La diabetes, por el contrario, no resulta de un virus, sino de un laberinto mucho más intrincado: las fábricas de una industria alimentaria que han hecho del cuerpo una obsolescencia anticipada. Una vida entregada a consumir medicamentos para reparar lo irreparable: no la dependencia de la comida chatarra, sino de la chatarra que hoy contiene toda la comida contemporánea. Y el argumento es siempre el mismo: en última instancia, tú eres el culpable de tu diabetes y la que espera a tus hijos. Nada más falso. Vivimos en una sociedad entrecruzada por la neurosis de acceder a los espectáculos de la comida y replegarse en dietas interminables; en el caso crítico, entre la bulimia y la anorexia. Una sociedad dedicada, en todos sus niveles, a preservar el deseo insatisfecho por los agentes de un deseo del que todos quieren, en cierto momento, liberarse.

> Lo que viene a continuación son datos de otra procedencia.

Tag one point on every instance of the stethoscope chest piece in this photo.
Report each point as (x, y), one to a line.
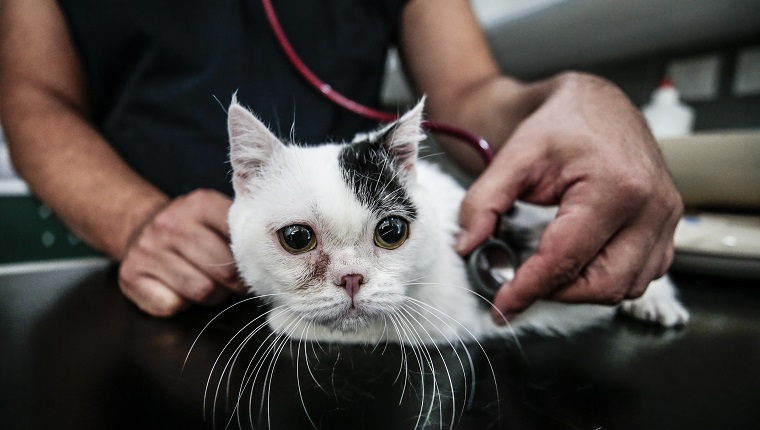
(491, 265)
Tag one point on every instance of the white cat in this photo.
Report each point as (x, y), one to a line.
(354, 243)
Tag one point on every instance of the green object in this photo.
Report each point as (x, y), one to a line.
(29, 231)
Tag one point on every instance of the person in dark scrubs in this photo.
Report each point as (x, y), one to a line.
(114, 114)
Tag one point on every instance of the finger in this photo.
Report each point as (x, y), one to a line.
(569, 243)
(211, 255)
(185, 280)
(152, 296)
(490, 196)
(210, 208)
(621, 270)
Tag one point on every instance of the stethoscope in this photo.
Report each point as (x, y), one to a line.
(491, 264)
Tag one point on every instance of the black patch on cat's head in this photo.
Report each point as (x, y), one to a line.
(375, 178)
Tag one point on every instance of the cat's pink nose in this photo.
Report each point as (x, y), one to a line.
(352, 283)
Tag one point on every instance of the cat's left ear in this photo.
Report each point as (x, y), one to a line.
(402, 138)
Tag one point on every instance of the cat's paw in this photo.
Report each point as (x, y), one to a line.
(658, 305)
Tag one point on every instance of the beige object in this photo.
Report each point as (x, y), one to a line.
(715, 169)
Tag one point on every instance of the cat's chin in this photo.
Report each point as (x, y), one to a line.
(351, 322)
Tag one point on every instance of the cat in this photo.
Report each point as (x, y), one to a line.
(354, 243)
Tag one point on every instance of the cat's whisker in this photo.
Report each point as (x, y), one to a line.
(425, 354)
(216, 362)
(407, 310)
(512, 332)
(477, 342)
(231, 363)
(408, 305)
(187, 357)
(298, 378)
(283, 338)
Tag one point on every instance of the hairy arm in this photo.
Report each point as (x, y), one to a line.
(173, 251)
(573, 140)
(44, 110)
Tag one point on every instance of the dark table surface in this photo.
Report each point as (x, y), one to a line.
(74, 354)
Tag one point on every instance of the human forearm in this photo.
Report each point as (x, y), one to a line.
(73, 170)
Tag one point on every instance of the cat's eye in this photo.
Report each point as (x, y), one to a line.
(297, 239)
(391, 232)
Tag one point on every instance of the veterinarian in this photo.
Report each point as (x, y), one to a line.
(110, 117)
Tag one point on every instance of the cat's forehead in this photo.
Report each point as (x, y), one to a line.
(370, 173)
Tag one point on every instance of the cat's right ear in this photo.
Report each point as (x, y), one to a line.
(252, 145)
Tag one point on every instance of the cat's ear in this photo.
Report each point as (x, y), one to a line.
(252, 145)
(402, 138)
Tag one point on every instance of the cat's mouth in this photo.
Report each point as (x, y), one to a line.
(350, 319)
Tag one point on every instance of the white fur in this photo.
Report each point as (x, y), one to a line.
(282, 185)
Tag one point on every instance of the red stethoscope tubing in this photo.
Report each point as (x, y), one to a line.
(474, 140)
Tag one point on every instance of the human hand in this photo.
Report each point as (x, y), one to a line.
(181, 256)
(587, 149)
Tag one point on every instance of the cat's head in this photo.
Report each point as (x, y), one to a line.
(334, 233)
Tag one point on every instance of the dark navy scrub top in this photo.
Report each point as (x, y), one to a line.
(161, 74)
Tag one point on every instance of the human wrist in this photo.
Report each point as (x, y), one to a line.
(136, 219)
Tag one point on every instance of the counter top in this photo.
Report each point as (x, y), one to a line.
(77, 355)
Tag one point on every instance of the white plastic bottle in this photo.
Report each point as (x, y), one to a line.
(666, 115)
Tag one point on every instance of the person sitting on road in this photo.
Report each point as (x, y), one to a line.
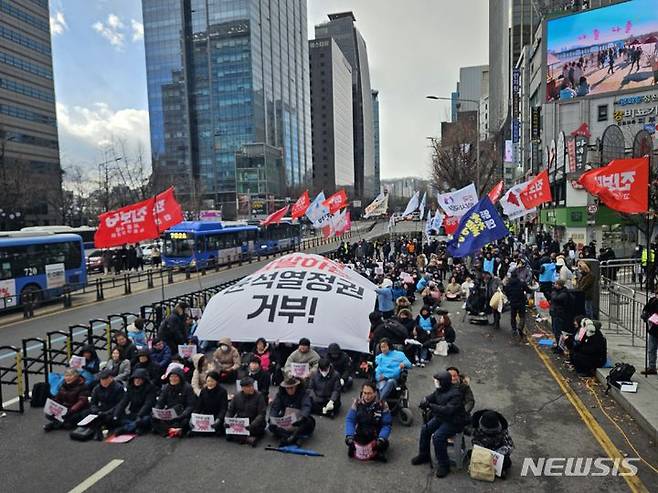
(292, 395)
(324, 387)
(368, 420)
(248, 403)
(303, 355)
(201, 369)
(74, 395)
(589, 349)
(341, 363)
(389, 364)
(226, 360)
(160, 354)
(213, 400)
(153, 369)
(120, 368)
(179, 396)
(462, 382)
(133, 414)
(105, 398)
(446, 406)
(490, 430)
(126, 346)
(136, 333)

Porque la lógica del capital bulímico –si así se le puede llamar– está dedicada no a abaratar los precios de lo que se consume –el argumento tradicional–, sino a crear dependencias. De eso trata toda la industria alimentaria actual: desde la masacre cotidiana de animales insuflados con hormonas y enzimas para lucir suculentos, ya descuartizados, en el supermercado, hasta los sulfitos con los que se preservan las marcas más lucrativas de vinos.
Tal como se entiende hoy en día, el combate a la diabetes hace del cuerpo una cosa que deviene una causa de sí misma. Sólo para reforzar al capital bulímico. En ello el animalismo tiene un punto fuerte: ¿no ha sido la masacre de animales la que ha producido los virus de las pandemias recientes?
Hasta que llegó la crisis. La pandemia provocada por un virus se conjugó con las pandemias sistémicas
. ¿Cuántas de las muertes actuales no fueron preparadas por esa industria? Este dilema, y no las políticas de individuación, deberían regir el debate. Y no simplemente para colgar amuletos con el Exceso de sodio y calorías
que hacen más coloridos los templos de Oxxo.